Determine could mean solve. Since the soltution is unique

11. zzr0ck3r

ahh lol

12. UsukiDoll

so I should continue?

13. zzr0ck3r

I doubt they have gotten this far. This seems like a first day question

14. zzr0ck3r

But they should know calc so ... lol

15. UsukiDoll

that's what I mean. When I first had ODEs I was asked this determine which function is a solution to the differential equation. So I had to get my y = ? , take the derivative of y, and plug it into the equation.

16. anonymous

-_-

17. anonymous

i think i just have to find y i was told to isolate each variable on one side and integrate both sides and find y

18. UsukiDoll

I need further clarification . That's the problem. This question feels like a double edge sword.

19. anonymous

umm okay what do you want to know

20. anonymous

im in calc 1... this is just the supplemental topics part of the course

21. UsukiDoll

like it's separable I'll admit that.. but there's also those you're given y = something and then verify that when you take the derivative of y = something and plug it back into the equation, the result should come true. ahhhhhhhhhhhhhhhhhhhh.......... I see... so it's elementary type of ODE ok... I had some ODEs in calc 2 years ago.

22. UsukiDoll

-_- I'm gonna experiment with something.... if I finish separation of variables. $\Large \frac{dy}{y} = \frac{-2}{x}dx$ $\Large \ln y = -2 lnx +C$ $\Large e^{\ln y} = e^{ lnx^{-2} +C}$ $\Large e^{\ln y} = e^{ lnx^{-2}} e^{C}$ $\Large y = x^{-2} e^{C}$ $\Large y = x^{-2}C$ $\Large y = \frac{1}{x^2}C$

23. UsukiDoll

hmmm then maybe take product rule $\Large y = x^{-2}C$ $\Large y' = x^{-2}(0) +C(-2)x^{-3}$ $\Large y' = -2Cx^{-3}$ $\large x \frac{-2C}{x^3}+\frac{2C}{x^2} = 0$ $\large \frac{-2Cx}{x^3}+\frac{2C}{x^2} = 0$ $\large \frac{-2C}{x^2}+\frac{2C}{x^2} = 0$ $\large 0 = 0$ yay.... but I'm not sure if it's related to the answer choices. I see x^2 but it's missing something

24. anonymous

x^-2 is their , but can we just ignor C?

25. UsukiDoll

like if one of the answer choices was $\LARGE y = x^{-2}$ that would work $\LARGE y' = -2x^{-3}$ $\LARGE xy'+2y=0$ $\LARGE (\frac{-2x}{x^3})+\frac{2}{x^2}=0$ $\LARGE (\frac{-2}{x^2})+\frac{2}{x^2}=0$ $\LARGE 0=0$ Yeah we can ignore C. C just means constant.

26. UsukiDoll

so taking separation of variables is necessary . It's just that whoever wrote this question needs to be more specific as I had questions that had y = ? given to me, take derivatives, and just verify.

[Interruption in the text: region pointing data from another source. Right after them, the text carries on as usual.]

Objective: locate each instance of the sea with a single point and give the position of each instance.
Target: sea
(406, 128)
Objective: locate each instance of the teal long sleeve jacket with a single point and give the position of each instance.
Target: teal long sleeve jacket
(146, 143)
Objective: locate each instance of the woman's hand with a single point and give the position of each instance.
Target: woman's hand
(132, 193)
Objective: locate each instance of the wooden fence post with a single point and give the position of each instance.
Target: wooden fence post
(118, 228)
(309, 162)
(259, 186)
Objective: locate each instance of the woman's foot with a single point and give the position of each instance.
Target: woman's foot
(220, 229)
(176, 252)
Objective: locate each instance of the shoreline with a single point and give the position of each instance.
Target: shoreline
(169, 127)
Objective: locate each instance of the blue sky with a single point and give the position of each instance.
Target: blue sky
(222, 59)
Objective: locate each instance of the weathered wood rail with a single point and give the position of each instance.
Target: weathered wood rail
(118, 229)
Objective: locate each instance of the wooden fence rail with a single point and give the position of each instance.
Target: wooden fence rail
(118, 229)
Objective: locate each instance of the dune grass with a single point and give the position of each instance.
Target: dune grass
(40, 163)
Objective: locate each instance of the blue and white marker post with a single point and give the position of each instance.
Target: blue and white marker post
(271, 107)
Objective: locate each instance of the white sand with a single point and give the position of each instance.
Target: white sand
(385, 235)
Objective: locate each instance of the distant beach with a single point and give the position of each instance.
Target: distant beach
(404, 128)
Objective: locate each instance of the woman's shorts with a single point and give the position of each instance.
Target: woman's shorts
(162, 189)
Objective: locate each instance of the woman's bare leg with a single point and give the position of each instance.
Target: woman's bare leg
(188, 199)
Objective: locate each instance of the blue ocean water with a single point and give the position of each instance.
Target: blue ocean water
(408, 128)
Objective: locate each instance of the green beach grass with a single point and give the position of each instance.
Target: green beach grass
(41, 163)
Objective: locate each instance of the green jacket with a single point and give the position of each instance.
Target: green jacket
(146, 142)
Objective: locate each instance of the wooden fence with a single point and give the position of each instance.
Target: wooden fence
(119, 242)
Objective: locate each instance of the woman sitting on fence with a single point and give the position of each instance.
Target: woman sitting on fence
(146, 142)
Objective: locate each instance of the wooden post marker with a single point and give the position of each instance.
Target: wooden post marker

I was trying to do that on here, but it didn't work, so I used separation of variables and we got our y.

27. anonymous

thank you

28. whpalmer4

$y=x^{-2}$is one of the answer choices, it just got mangled by copy and paste losing the formatting. All this problem asks is that you take each of the 3 candidate answer choices that specify a function, and plug them in one at a time in the differential equation. Discard all that do not make a true number sentence, and if one works, that's your answer, otherwise "none of these" is your answer.

29. whpalmer4

For example, if $$y=3x^2$$ was among the choices, you find $y' = 6x$ substitute into the differential equation to be verified: $xy' + 2y=0$$x(6x) + 2(3x^2) = 0$$6x^2 + 6x^2 = 0$That's not true for any non-zero value of $$x$$, so that would not be a good choice.

30. UsukiDoll

mhm... I think taking screenshots of the problem is better than copy and paste as some of the formatting may not carry over and will lead to some confusion or problems.

31. whpalmer4

Trying to get people not to copy/paste is like trying to get water to flow uphill :-) Just gotta learn to recognize the damage...

32. UsukiDoll

so it was just verification... did I overkill the problem? ^__^

33. whpalmer4

Probably, but they get a preview of material later in the course, right? :-)

34. UsukiDoll

yeah XD. This equation is also a first order linear ODE. in the form of $\large \frac{dy}{dx} + p(x)y = q(x)$